Rachelle Litt, Dana Middleton Win Palm Beach Gardens Council
Rachelle Litt won the Group 3 seat and Dana Middleton was re-elected to Group 5 in Palm Beach Gardens, with growth and traffic as key campaign issues.
Palm Beach Gardens voters handed two women seats on the City Council Tuesday, keeping an incumbent in place and returning a familiar face to a panel she left just three years ago.
Incumbent Dana Middleton won re-election to her Group 5 seat with 57% of the vote, defeating challenger Damien Murray in a race that was never particularly close. In the Group 3 contest, former Council member Rachelle Litt claimed victory with 45% of the vote, edging out Heather Deitchman and David Levy in a three-way field. Litt will replace termed-out Council member Chelsea Reed.
Because Palm Beach Gardens uses a plurality system, Litt’s 45% was enough to win outright. Under city rules, runoffs only happen in the event of an exact tie, so Litt’s margin over her two opponents sealed the race on election night.

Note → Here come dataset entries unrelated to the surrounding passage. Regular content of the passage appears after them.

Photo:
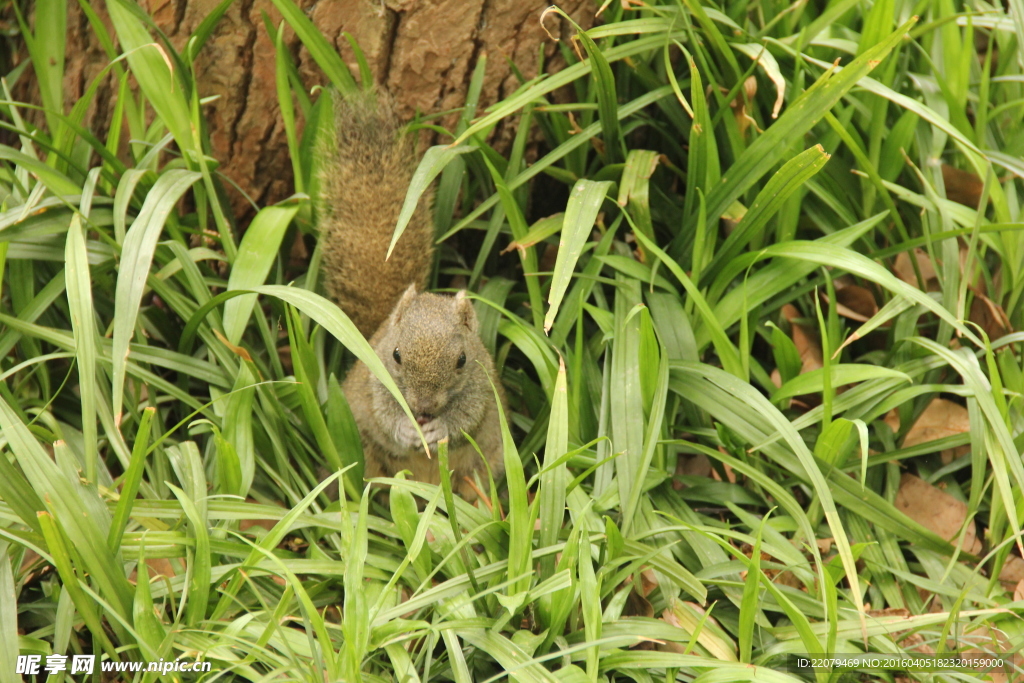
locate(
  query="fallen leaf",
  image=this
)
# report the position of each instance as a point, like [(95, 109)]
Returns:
[(1013, 569), (904, 269), (989, 316), (941, 419), (962, 186), (855, 302), (936, 510)]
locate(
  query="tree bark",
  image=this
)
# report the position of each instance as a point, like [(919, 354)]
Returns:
[(423, 51)]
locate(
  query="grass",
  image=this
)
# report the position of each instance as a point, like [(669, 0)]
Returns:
[(729, 170)]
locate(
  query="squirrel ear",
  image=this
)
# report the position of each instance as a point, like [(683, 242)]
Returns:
[(402, 305), (464, 311)]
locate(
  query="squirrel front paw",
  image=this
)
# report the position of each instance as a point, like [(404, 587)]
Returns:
[(433, 431)]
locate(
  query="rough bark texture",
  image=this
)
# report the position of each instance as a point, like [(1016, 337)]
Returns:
[(423, 51)]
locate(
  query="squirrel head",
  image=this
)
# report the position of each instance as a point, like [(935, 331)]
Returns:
[(430, 346)]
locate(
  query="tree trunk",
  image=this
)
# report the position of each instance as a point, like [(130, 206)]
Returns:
[(423, 51)]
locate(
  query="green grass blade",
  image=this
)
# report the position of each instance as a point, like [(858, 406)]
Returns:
[(252, 264), (136, 259), (581, 212)]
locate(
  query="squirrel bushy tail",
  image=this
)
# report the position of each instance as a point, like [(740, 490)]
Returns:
[(364, 177)]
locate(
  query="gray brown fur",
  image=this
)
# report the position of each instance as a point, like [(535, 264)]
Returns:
[(430, 332), (365, 175)]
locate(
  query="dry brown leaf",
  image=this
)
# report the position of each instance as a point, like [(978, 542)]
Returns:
[(1013, 569), (738, 104), (942, 418), (692, 465), (989, 316), (962, 186), (855, 302), (157, 566), (904, 269), (936, 510), (805, 339)]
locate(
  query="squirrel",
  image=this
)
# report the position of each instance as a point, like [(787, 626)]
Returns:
[(428, 342)]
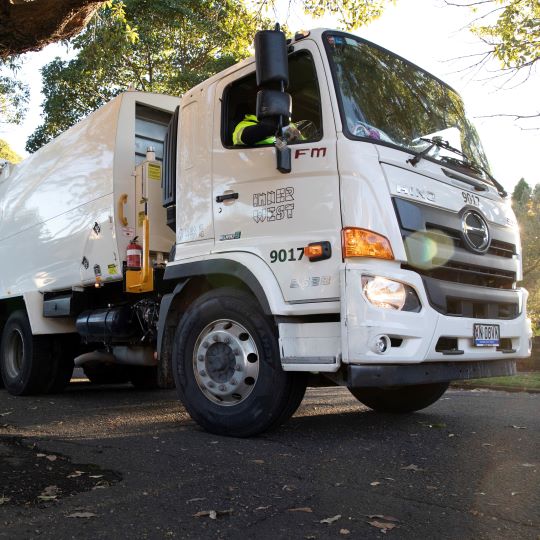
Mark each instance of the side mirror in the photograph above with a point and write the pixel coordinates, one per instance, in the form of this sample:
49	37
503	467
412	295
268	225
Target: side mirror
271	59
272	69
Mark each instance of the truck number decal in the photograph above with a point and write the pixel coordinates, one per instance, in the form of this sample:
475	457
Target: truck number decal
286	255
471	199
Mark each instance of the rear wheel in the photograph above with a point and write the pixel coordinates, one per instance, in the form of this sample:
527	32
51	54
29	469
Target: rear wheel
402	399
227	367
27	365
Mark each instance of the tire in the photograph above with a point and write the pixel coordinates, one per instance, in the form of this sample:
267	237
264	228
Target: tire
402	399
227	366
26	361
106	373
143	377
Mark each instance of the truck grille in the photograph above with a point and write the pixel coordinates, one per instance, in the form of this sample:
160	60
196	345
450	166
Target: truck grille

The elections in this affluent northern Palm Beach County city of roughly 65,300 residents turned heavily on two questions that have defined local politics across South Florida this cycle: how fast to grow and who can afford to live here.
Traffic dominated the conversation throughout the campaign. Residents pointed repeatedly to gridlock along PGA Boulevard and Northlake Boulevard, with frustration running especially high as new development pushes west of the Turnpike and further strains roads built for a smaller city. Candidates across both races acknowledged that growth is not going away. The debate centered on whether city leadership has moved quickly enough to make infrastructure keep pace with new construction.
Housing affordability ran alongside that concern. Candidates debated zoning changes, density bonuses and public-private partnerships aimed at expanding workforce housing for teachers, nurses, first responders and younger residents who work in Palm Beach Gardens but increasingly cannot afford to live there.
Governance itself also emerged as a live issue. Several candidates argued that City Manager Ron Ferris wields outsized influence over political decisions and that the Council should push back more forcefully. That critique landed against a backdrop of two decisions that still irritate a portion of the electorate: the city’s move to lease Plant Drive Park for a proposed ice rink complex, and a failed annexation attempt that voters rejected decisively in 2024.
Litt, 70, is a retired pharmacist and pharmaceutical sales representative who served on the Council until 2023, when term limits pushed her out. She made a bid for the state legislature in 2024, running as the Democratic nominee in House District 94, but lost to Republican Rep. Meg Weinberger.
Coming back to City Hall, Litt pitched herself as the candidate with the deepest institutional knowledge, framing her campaign around what she called a “levelheaded, measured, and experienced” approach. During her prior tenure, she backed long-range planning on transportation and workforce housing, making her platform a natural fit for the concerns driving this year’s race.
Middleton, running for re-election in Group 5, benefited from a commanding vote margin that reflected the kind of incumbent advantage that is hard to build without consistent constituent service. Her 57% against Murray’s challenge suggests she enters her next term with a solid political foundation.
The two victories mean Palm Beach Gardens begins its next chapter on growth management with a Council that includes both a tested incumbent and a returning member who has navigated City Hall before. Whether that combination translates into sharper oversight of city management, faster movement on traffic solutions, or concrete progress on workforce housing will depend on what the newly seated Council prioritizes once it gets to work.
For residents who watched the annexation effort collapse and who still drive past Plant Drive Park wondering how the ice rink deal got approved, Tuesday’s results put familiar names back in the room. Whether familiar means better is the question Palm Beach Gardens will spend the next few years answering.